Zero Kara Hajimeru Mahô no Sho
Si vous avez aimé Spice and Wolf

La rencontre entre un homme-bête et une sorcière, deux ennemis mortels qui vont conclure un pacte afin de retrouver le livre de sorcellerie de la seconde et rendre son apparence humaine au premier.

La série partait plutôt bien, avec un titre qui rappelait une autre série du studio White Fox et un duo de protagoniste qui n’était pas sans rappeler une certaine saga centrée sur une louve à l’apparence humaine. Mais passé quelques épisodes, il faut se rendre à l’évidence qu’il s’agit juste d’une série « alimentaire » adaptant un light novel on ne peut plus classique. Le studio ne fait pas un travail particulièrement mauvais, mais on est loin de ce qu’il nous avait montré avec Steins;Gate ou Re:Zero. Le souci vient surtout du matériau de base, mal construit, prévisible et aux propositions assez douteuses. C’est très visible notamment lors d’une scène où le groupe est en ville pour acheter de nouveaux habits et l’héroïne à l’apparence juvénile se désape complètement, pour le plus grand intérêt du vendeur qui n’hésite pas à lui offrir gratuitement sa nouvelle tenue, en profitant au passage pour ramasser ce qu’elle portait et le sentir allègrement… Hormis cela, le contexte même de l’histoire ne nous est clairement expliqué qu’après plusieurs épisodes, ce qui empêche toute implication dans les conflits précédents, tant il est difficile de saisir quelles sont les forces en présence.

Natsume Yûjinchô Roku
Si vous avez aimé Mushishi

Le quotidien de Natsume se poursuit, parfois paisible, parfois mouvementé, mais toujours entouré de yôkais un peu envahissants.
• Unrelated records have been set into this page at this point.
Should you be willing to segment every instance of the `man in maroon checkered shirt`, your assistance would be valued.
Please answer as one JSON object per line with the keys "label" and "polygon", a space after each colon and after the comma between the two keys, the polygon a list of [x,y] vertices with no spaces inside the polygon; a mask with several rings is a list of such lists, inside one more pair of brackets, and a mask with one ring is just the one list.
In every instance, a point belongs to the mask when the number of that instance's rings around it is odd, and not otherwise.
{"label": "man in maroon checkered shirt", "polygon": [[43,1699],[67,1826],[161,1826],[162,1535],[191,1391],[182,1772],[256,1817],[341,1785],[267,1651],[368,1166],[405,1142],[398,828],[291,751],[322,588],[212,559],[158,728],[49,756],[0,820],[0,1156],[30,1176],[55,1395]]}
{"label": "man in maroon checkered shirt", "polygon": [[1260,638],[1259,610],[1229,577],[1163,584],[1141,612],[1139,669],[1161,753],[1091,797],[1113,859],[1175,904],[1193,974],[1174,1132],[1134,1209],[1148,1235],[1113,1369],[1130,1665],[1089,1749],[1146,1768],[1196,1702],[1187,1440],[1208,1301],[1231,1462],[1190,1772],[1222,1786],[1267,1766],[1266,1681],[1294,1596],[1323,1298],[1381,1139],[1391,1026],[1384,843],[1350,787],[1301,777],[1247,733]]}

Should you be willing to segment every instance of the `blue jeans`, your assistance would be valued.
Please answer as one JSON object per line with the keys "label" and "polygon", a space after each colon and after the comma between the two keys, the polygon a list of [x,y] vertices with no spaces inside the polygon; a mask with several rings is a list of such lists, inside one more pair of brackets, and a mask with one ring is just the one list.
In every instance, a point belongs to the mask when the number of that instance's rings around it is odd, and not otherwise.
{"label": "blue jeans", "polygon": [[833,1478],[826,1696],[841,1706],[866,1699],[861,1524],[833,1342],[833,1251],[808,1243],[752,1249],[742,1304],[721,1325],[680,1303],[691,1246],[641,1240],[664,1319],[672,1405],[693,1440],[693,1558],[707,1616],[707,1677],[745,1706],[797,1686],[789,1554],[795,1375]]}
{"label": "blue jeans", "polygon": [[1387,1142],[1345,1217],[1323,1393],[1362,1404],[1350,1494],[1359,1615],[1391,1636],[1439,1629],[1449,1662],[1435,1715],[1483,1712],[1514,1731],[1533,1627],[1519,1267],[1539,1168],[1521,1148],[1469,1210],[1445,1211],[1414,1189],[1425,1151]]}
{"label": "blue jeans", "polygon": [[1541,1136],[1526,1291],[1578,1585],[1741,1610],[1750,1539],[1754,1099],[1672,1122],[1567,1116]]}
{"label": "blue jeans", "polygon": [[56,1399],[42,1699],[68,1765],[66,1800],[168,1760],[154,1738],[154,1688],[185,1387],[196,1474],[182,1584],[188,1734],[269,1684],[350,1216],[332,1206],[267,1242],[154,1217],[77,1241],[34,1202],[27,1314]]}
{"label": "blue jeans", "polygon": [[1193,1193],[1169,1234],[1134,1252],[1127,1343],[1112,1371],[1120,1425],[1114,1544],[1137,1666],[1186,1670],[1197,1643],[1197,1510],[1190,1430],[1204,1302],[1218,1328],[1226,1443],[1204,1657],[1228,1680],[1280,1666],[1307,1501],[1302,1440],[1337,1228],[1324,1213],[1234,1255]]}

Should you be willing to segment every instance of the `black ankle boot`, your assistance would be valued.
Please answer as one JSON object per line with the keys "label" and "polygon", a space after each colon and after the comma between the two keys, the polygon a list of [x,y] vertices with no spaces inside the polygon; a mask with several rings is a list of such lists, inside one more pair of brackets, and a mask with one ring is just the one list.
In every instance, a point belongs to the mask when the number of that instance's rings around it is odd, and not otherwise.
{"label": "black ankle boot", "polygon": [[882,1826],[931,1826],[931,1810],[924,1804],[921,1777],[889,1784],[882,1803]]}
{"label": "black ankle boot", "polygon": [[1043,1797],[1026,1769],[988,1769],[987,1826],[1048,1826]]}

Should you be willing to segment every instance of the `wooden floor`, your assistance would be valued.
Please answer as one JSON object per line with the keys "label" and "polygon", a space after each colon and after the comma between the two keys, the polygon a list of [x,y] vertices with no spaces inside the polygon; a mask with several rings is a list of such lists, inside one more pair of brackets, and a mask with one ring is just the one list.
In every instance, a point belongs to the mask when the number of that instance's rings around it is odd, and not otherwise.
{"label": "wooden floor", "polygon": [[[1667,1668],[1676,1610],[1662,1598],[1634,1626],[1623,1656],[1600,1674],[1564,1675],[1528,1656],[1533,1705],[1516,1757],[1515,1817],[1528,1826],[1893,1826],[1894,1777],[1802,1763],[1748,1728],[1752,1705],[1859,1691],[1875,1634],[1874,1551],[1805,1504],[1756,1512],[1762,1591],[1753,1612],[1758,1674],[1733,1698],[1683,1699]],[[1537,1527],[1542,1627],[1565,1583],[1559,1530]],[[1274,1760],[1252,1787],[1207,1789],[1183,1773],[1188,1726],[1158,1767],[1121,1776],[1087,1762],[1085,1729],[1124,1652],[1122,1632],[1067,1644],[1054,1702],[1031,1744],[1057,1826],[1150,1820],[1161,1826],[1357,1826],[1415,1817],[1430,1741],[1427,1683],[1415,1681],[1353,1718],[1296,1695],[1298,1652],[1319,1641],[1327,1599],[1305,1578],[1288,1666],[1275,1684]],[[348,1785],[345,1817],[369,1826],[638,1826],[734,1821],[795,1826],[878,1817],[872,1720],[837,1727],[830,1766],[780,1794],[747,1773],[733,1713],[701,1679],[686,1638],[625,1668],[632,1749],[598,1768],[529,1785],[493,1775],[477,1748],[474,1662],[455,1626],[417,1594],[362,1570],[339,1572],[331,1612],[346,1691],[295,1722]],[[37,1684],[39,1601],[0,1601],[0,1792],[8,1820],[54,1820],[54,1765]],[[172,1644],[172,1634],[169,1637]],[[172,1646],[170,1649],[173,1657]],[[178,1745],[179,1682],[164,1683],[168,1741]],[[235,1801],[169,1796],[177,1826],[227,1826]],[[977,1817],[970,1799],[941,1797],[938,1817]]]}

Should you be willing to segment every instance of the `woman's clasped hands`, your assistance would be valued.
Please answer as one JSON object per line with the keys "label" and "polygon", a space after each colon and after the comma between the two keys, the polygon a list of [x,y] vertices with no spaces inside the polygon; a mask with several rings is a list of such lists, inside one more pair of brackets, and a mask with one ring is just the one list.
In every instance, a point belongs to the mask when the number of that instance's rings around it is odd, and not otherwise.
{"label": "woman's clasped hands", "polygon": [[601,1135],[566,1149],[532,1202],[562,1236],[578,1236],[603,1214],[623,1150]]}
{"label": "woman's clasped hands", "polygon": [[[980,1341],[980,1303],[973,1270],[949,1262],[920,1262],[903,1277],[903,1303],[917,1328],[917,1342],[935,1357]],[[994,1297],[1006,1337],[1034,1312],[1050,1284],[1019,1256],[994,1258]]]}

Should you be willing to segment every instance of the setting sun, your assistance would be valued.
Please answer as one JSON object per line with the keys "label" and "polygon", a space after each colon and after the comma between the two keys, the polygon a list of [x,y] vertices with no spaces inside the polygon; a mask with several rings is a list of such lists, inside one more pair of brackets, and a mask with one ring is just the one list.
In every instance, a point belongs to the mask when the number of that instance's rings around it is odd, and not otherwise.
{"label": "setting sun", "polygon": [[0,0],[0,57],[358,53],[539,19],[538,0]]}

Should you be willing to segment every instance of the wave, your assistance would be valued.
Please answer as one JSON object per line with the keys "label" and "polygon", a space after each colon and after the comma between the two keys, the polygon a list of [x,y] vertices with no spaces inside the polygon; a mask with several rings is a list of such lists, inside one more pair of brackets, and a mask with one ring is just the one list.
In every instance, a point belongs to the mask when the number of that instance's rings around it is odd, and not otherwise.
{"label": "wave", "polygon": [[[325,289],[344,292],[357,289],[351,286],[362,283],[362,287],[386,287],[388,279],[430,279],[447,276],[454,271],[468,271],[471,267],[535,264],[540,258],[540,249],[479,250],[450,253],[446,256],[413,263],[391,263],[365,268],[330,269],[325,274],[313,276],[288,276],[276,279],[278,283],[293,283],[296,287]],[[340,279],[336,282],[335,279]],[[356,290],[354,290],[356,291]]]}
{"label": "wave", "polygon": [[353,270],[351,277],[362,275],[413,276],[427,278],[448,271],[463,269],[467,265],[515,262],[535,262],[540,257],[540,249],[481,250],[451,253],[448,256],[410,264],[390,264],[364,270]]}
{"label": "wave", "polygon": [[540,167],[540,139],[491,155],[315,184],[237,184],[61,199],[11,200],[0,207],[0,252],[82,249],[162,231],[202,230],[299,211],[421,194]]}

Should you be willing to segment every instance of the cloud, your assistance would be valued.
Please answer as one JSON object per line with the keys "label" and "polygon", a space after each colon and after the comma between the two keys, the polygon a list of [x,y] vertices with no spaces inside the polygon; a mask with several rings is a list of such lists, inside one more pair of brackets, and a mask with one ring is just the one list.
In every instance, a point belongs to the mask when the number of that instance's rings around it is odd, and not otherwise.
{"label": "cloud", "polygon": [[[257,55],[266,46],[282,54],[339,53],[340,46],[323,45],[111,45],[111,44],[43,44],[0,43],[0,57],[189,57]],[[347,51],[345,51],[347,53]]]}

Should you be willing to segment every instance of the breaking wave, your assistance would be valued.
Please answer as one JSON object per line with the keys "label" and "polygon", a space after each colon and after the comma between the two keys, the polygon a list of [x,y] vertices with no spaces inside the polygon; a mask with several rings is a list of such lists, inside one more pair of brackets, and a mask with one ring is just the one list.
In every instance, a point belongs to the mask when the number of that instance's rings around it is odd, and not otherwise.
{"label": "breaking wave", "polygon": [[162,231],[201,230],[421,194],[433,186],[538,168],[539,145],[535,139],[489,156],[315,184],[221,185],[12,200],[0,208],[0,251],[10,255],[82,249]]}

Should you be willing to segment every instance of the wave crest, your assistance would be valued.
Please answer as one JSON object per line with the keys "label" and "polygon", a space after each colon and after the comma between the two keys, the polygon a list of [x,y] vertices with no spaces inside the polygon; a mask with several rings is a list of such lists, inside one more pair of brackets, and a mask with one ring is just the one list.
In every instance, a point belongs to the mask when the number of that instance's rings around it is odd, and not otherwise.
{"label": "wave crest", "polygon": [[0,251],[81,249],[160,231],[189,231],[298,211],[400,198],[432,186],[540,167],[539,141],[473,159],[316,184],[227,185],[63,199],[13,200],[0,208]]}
Cette nouvelle saison marque déjà la 6ème itération de la série et on peut dire que rarement une série aura été aussi constante. Que ce soit sur le plan graphique ou sur le plan scénaristique, on est encore une fois en terrain connu. Il est assez difficile d’en parler concrètement, car Natsume est une série qui ne possède aucune aspérité la distinguant réellement, mais c’est avant tout une oeuvre qui se ressent. Les amateurs d’action peuvent ne pas y trouver leur compte, car elle a un rythme généralement très posé. Toutefois, cette saison risque fort de se démarquer, car elle débute déjà avec quelques épisodes dont les intrigues sortent du lot et tournés vers le passé des personnages. Encore une fois, je vous conseille d’attendre la fin de la saison pour pouvoir enchainer les épisodes, la série s’apprécie infiniment plus lorsqu’on la voit au rythme qui nous convient.

Et voilà qui conclut mon zoom sur ces quelques séries. Je vous donne rendez-vous d’ici deux mois pour un bilan complet de cette saison de printemps.